For this project, writing a custom function for searching the minimum and maximum values rather than using the CMSIS functions is more advantageous. This is because the input samples need to be sign-extended first and the search for minimum and maximum values can be combined in a single function.
... I know I asked info about floating point conversion so, I would be happy to give the correct answer to Goodwin cause his insight is great, but then I'd need to open up a new post to continue the interesting optimization discussion.
Please, let me know if a way is better than the other and what I should do, I really don't want to take advantage of anyone.
The floating point conversion did not solve your problem. I just thought it might help if we try to find a better way of converting the samples to floating-point format. You can mark one of Jens' or thibaut's reply as the correct answer since they provided high-caliber codes and tips on optimization. It's more than enough that you are very responsive and you acknowledged the effort of those who reply.
If you are planning to have expanded discussion regarding optimization, especially new question(s), it will be better if you open a new discussion about it.
In this project I need to use the ADCHS to sample gaussian-shaped impulsive signals like these:
I only have very very little knowledge about ionizing-radiations but I think signed data format is unwieldy for the type of signal you are processing. Perhaps the quantity you are measuring is somehow associated with energy. Anyhow it's quite unusual to use negative values for gaussian-shaped signal like this.
Yesterday there was an important update to the project and a collegue was able to tell me that we need at least 40 samples (or 128 on the entire 10us duration) per spike, so this acquisition can't be slower than roughly 1.25 Msps.
(Note that I still hope to be able to perform a 40Msps acquisition and understand how to get out the most from this micro, since this would open a whole set of possibilities for the applications of my project)
If you can use an unsigned data type for the samples I speculate that you can still gain improvement in processing speed. This is because you might be able to use the data from the DMA buffer directly, no need for sign extension. You can configure the ADC for offset binary format, pack 2 samples per word, and have bits 31 to 28 and 15 to 12 read as 0. In that case the maximum value will be the one closest to 4095 and the minimum value will be the one closest to 0. As can be seen from the plot there are only peaks and valleys there is no trench.

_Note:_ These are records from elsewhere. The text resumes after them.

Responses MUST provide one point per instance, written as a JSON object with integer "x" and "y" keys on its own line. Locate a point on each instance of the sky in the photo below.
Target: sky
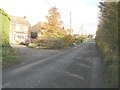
{"x": 83, "y": 12}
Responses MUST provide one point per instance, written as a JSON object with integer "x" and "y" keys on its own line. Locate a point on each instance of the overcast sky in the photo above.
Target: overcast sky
{"x": 84, "y": 12}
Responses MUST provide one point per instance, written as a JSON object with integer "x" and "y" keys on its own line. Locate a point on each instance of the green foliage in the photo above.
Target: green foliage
{"x": 107, "y": 37}
{"x": 34, "y": 35}
{"x": 9, "y": 56}
{"x": 4, "y": 28}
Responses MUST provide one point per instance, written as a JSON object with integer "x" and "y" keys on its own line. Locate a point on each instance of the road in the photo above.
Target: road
{"x": 78, "y": 67}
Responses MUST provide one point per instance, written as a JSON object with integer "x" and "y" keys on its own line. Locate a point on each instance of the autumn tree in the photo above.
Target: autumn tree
{"x": 107, "y": 36}
{"x": 53, "y": 26}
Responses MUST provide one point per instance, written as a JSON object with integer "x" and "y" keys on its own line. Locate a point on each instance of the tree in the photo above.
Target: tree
{"x": 107, "y": 38}
{"x": 53, "y": 26}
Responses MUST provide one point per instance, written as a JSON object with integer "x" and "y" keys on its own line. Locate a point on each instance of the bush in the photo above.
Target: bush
{"x": 32, "y": 45}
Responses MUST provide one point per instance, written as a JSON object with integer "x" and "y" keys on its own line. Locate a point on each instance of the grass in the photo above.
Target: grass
{"x": 9, "y": 56}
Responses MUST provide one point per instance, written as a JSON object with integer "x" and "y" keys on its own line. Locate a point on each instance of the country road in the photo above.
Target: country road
{"x": 79, "y": 67}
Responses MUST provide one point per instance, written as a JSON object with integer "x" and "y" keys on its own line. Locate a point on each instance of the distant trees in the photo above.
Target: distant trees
{"x": 107, "y": 35}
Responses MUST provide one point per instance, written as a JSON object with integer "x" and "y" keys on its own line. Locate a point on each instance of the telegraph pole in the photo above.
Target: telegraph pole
{"x": 70, "y": 20}
{"x": 71, "y": 23}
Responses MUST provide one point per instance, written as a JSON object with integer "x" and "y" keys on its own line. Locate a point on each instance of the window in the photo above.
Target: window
{"x": 17, "y": 27}
{"x": 25, "y": 28}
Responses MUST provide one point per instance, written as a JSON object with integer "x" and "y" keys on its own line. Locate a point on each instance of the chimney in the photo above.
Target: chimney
{"x": 25, "y": 17}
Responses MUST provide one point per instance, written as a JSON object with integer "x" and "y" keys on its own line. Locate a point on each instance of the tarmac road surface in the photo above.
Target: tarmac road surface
{"x": 78, "y": 67}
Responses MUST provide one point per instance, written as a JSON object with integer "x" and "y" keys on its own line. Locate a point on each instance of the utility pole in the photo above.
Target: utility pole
{"x": 71, "y": 23}
{"x": 70, "y": 20}
{"x": 81, "y": 30}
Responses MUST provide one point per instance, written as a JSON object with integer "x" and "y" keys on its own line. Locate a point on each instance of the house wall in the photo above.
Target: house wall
{"x": 18, "y": 32}
{"x": 4, "y": 28}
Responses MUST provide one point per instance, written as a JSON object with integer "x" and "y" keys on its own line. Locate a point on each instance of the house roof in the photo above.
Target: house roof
{"x": 19, "y": 20}
{"x": 37, "y": 27}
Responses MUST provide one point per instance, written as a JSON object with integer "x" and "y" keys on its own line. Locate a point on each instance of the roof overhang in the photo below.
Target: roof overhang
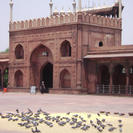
{"x": 4, "y": 60}
{"x": 119, "y": 55}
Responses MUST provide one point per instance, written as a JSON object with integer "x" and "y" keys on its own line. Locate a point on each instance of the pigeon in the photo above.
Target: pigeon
{"x": 17, "y": 110}
{"x": 111, "y": 129}
{"x": 89, "y": 115}
{"x": 120, "y": 121}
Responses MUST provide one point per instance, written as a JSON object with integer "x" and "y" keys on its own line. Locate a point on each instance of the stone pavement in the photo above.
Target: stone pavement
{"x": 54, "y": 103}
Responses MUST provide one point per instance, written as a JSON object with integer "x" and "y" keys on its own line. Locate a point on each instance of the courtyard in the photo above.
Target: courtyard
{"x": 57, "y": 105}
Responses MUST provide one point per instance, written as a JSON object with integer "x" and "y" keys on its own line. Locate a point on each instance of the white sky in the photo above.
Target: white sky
{"x": 28, "y": 9}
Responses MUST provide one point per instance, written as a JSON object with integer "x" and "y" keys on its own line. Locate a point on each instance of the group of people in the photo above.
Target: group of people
{"x": 43, "y": 88}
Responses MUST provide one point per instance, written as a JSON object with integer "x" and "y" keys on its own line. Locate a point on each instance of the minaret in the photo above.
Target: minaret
{"x": 74, "y": 6}
{"x": 80, "y": 5}
{"x": 11, "y": 10}
{"x": 120, "y": 8}
{"x": 51, "y": 7}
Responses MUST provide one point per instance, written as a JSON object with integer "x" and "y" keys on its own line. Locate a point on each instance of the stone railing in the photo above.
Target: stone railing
{"x": 66, "y": 19}
{"x": 102, "y": 21}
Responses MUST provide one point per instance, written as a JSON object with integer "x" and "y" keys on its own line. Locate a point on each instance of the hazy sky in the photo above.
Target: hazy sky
{"x": 28, "y": 9}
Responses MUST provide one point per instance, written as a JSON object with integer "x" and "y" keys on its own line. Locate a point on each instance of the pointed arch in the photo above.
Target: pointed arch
{"x": 18, "y": 78}
{"x": 65, "y": 79}
{"x": 19, "y": 52}
{"x": 65, "y": 49}
{"x": 5, "y": 78}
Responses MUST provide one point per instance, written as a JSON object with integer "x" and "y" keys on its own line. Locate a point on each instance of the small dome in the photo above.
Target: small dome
{"x": 55, "y": 12}
{"x": 62, "y": 11}
{"x": 69, "y": 11}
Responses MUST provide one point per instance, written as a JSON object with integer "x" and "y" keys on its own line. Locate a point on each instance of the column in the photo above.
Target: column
{"x": 127, "y": 80}
{"x": 11, "y": 10}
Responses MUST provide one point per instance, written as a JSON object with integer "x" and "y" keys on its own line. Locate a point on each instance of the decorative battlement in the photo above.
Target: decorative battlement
{"x": 69, "y": 18}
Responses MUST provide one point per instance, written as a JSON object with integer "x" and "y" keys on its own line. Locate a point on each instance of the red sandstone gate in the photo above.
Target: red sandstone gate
{"x": 41, "y": 67}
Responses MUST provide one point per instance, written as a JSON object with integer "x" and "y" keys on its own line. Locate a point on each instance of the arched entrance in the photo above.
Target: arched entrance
{"x": 103, "y": 79}
{"x": 119, "y": 79}
{"x": 47, "y": 75}
{"x": 65, "y": 79}
{"x": 39, "y": 72}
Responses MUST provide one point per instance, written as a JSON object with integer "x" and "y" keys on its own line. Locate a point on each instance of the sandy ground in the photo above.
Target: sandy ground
{"x": 9, "y": 102}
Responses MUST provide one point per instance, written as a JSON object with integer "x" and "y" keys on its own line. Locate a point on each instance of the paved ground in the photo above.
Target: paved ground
{"x": 54, "y": 103}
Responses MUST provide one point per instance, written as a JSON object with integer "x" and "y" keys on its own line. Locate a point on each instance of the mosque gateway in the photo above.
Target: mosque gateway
{"x": 77, "y": 52}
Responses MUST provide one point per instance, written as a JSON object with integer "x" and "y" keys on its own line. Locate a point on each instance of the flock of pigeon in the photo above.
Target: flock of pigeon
{"x": 31, "y": 120}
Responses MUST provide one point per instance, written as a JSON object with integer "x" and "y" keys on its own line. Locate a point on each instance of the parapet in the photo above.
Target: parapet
{"x": 69, "y": 18}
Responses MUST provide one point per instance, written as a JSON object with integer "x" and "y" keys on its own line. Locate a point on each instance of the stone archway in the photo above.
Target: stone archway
{"x": 46, "y": 74}
{"x": 65, "y": 79}
{"x": 40, "y": 56}
{"x": 119, "y": 79}
{"x": 104, "y": 75}
{"x": 19, "y": 78}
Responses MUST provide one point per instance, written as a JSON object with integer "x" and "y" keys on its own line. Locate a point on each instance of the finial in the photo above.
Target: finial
{"x": 56, "y": 12}
{"x": 69, "y": 11}
{"x": 51, "y": 7}
{"x": 62, "y": 11}
{"x": 74, "y": 6}
{"x": 11, "y": 10}
{"x": 120, "y": 8}
{"x": 80, "y": 5}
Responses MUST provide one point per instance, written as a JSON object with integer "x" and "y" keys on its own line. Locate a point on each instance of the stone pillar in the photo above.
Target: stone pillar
{"x": 111, "y": 78}
{"x": 120, "y": 8}
{"x": 51, "y": 7}
{"x": 2, "y": 78}
{"x": 80, "y": 5}
{"x": 74, "y": 6}
{"x": 11, "y": 10}
{"x": 79, "y": 58}
{"x": 127, "y": 80}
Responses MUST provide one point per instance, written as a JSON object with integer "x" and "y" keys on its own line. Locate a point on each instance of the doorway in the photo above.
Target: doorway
{"x": 47, "y": 75}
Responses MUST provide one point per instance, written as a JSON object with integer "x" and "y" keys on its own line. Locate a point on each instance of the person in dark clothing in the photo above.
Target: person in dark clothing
{"x": 42, "y": 87}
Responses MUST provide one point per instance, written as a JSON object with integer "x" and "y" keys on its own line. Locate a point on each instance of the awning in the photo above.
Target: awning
{"x": 4, "y": 60}
{"x": 93, "y": 56}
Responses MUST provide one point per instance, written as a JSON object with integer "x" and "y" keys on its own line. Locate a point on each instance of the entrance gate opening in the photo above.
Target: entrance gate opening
{"x": 47, "y": 75}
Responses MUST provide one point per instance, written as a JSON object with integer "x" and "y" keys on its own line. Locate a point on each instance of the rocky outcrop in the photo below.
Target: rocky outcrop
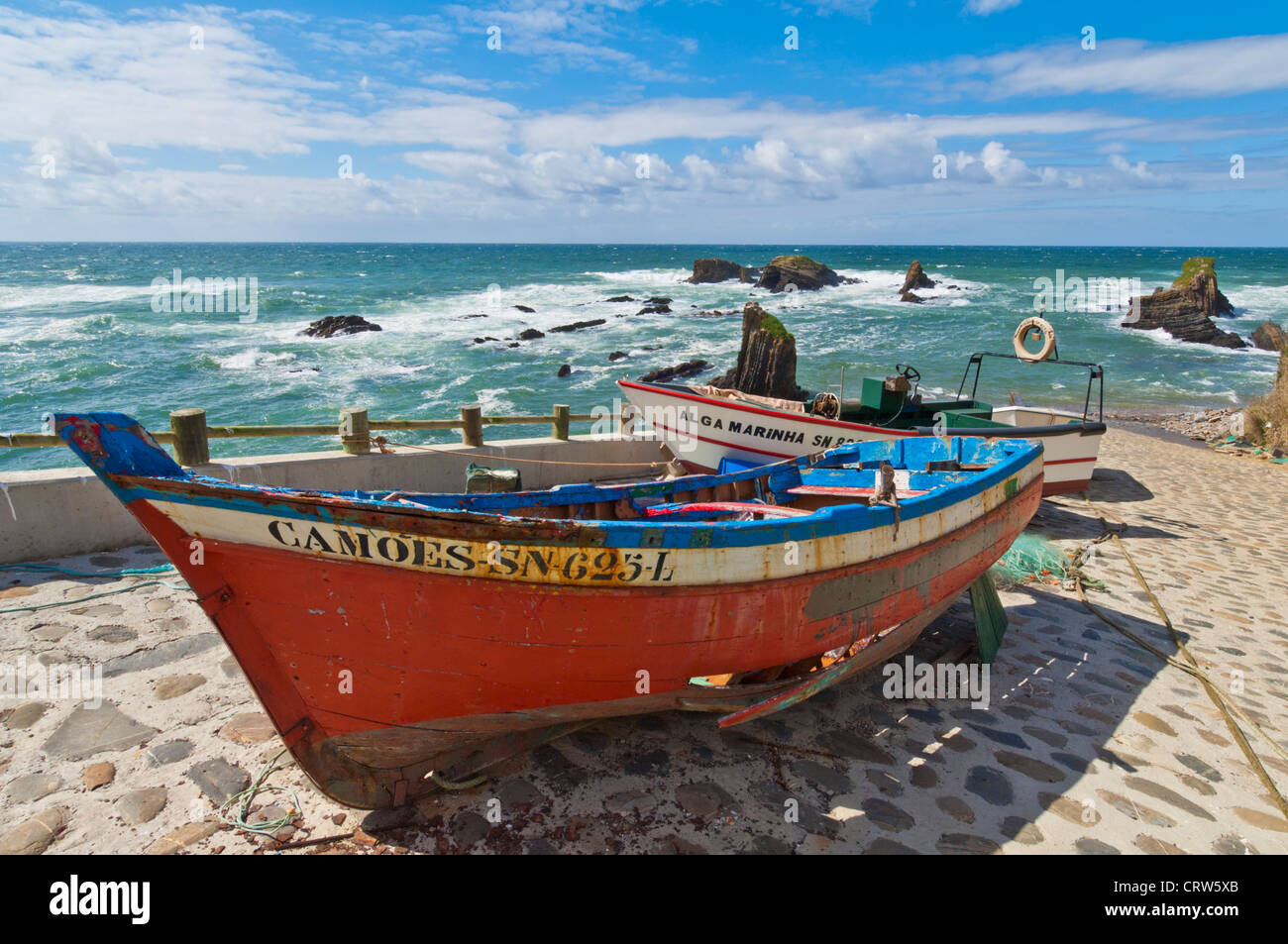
{"x": 767, "y": 361}
{"x": 690, "y": 368}
{"x": 1270, "y": 336}
{"x": 915, "y": 278}
{"x": 720, "y": 270}
{"x": 339, "y": 325}
{"x": 1186, "y": 309}
{"x": 802, "y": 271}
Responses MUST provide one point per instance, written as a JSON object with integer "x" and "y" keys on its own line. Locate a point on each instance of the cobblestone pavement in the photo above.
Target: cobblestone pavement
{"x": 1090, "y": 745}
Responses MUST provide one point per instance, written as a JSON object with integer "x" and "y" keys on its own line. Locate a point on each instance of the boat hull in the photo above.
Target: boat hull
{"x": 700, "y": 432}
{"x": 390, "y": 640}
{"x": 348, "y": 656}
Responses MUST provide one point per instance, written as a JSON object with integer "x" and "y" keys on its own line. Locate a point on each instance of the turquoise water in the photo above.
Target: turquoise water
{"x": 77, "y": 329}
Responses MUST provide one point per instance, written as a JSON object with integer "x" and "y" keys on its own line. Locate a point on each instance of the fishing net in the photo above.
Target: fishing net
{"x": 1033, "y": 559}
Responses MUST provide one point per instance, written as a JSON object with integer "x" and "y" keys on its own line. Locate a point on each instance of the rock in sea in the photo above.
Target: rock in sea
{"x": 915, "y": 278}
{"x": 1270, "y": 336}
{"x": 339, "y": 325}
{"x": 1186, "y": 309}
{"x": 688, "y": 368}
{"x": 802, "y": 271}
{"x": 720, "y": 270}
{"x": 767, "y": 361}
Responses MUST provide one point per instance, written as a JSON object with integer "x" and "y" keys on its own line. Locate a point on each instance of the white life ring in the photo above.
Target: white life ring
{"x": 1041, "y": 326}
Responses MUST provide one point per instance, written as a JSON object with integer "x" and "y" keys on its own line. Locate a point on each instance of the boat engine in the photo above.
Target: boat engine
{"x": 893, "y": 394}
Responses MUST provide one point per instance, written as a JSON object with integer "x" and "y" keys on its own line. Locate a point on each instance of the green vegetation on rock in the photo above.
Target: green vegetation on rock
{"x": 776, "y": 327}
{"x": 798, "y": 262}
{"x": 1193, "y": 266}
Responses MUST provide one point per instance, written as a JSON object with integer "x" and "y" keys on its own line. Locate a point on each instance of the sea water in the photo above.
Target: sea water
{"x": 93, "y": 326}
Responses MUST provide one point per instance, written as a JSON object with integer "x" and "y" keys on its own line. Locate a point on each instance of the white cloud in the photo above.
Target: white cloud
{"x": 983, "y": 8}
{"x": 1209, "y": 68}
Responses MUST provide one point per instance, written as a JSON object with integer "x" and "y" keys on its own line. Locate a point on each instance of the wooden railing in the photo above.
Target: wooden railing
{"x": 189, "y": 433}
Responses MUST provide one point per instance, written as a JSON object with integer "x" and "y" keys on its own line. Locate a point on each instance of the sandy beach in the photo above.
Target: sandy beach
{"x": 1090, "y": 745}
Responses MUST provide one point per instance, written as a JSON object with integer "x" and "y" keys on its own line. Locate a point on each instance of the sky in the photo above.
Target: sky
{"x": 675, "y": 121}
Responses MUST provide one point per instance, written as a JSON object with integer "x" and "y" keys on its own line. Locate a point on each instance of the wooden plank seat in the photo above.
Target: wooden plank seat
{"x": 848, "y": 492}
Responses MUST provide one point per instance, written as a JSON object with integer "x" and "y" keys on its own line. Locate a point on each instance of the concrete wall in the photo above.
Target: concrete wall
{"x": 59, "y": 511}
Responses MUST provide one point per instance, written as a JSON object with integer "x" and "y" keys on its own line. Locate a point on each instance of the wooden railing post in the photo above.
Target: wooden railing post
{"x": 355, "y": 432}
{"x": 559, "y": 428}
{"x": 473, "y": 432}
{"x": 191, "y": 445}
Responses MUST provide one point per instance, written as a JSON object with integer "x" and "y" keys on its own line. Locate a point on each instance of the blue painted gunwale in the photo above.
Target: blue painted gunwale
{"x": 132, "y": 451}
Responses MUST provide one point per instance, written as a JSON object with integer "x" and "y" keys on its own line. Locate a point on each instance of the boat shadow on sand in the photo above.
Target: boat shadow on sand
{"x": 855, "y": 769}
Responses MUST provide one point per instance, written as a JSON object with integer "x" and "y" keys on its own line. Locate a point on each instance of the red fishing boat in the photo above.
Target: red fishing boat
{"x": 399, "y": 642}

If the right-shift and left-shift counts are the same, then yes, the sbfx would certainly be the best choice; it cost only one clock cycle.
If, however, converting to fixed point, the sbfx instruction won't be able to do it on its own.
This is because the left-shift and right-shift counts would differ.
As sbfx is a wide instruction (it spans two 16-bit words) and shifting only spans one 16-bit word, they will shorten the used program space (and be a little more cache-friendly; a marginal improvement, but it could help preventing hickups).
Two shift operations will still cost 2 clock cycles. There's another advantage: You do not have to worry about 32-bit alignment when you use a 16-bit instruction. I've experienced performance decrease if a 32-bit instruction is on not on a 32-bit boundary (performance decrease in the form of stalls).
This is an advanced topic, which I hope to cover in a document I plan on writing on how to use the IT instruction more efficiently.
Many thanks goodwin for the insight on memory map. I'll try to combine your answers and jensbauer ones.As you suggest now I'm going to close this topic tomorrow (as soon as I can access the board and the thibaut's code) and see if open a new one on memory map/speed optimization as soon as I have more, detailed, infos.I'm sorry that I was unavailable in the last few days.
Thanks goodwin for your reply.I think you're right,
and that's similar to what we came up with using Thibaut's code: that's why I'm going to give him the correct answer.
But I'd like to thank you very much: you were the first to reply here on this post and I'm glad you did.
Speaking of my project:
Perhaps the quantity you are measuring is somehow associated with energy.
Definitely, you're right. Unfortunately we have some trenches due to electronics artifacts from the analog circuitry and at the moment I don't know if I could get rid of them.But anyway, I can't get why switching to offset binary should make me gain in Dinamic Range on the positive side: isn't it still -2048 to 2047?Probably it is just me!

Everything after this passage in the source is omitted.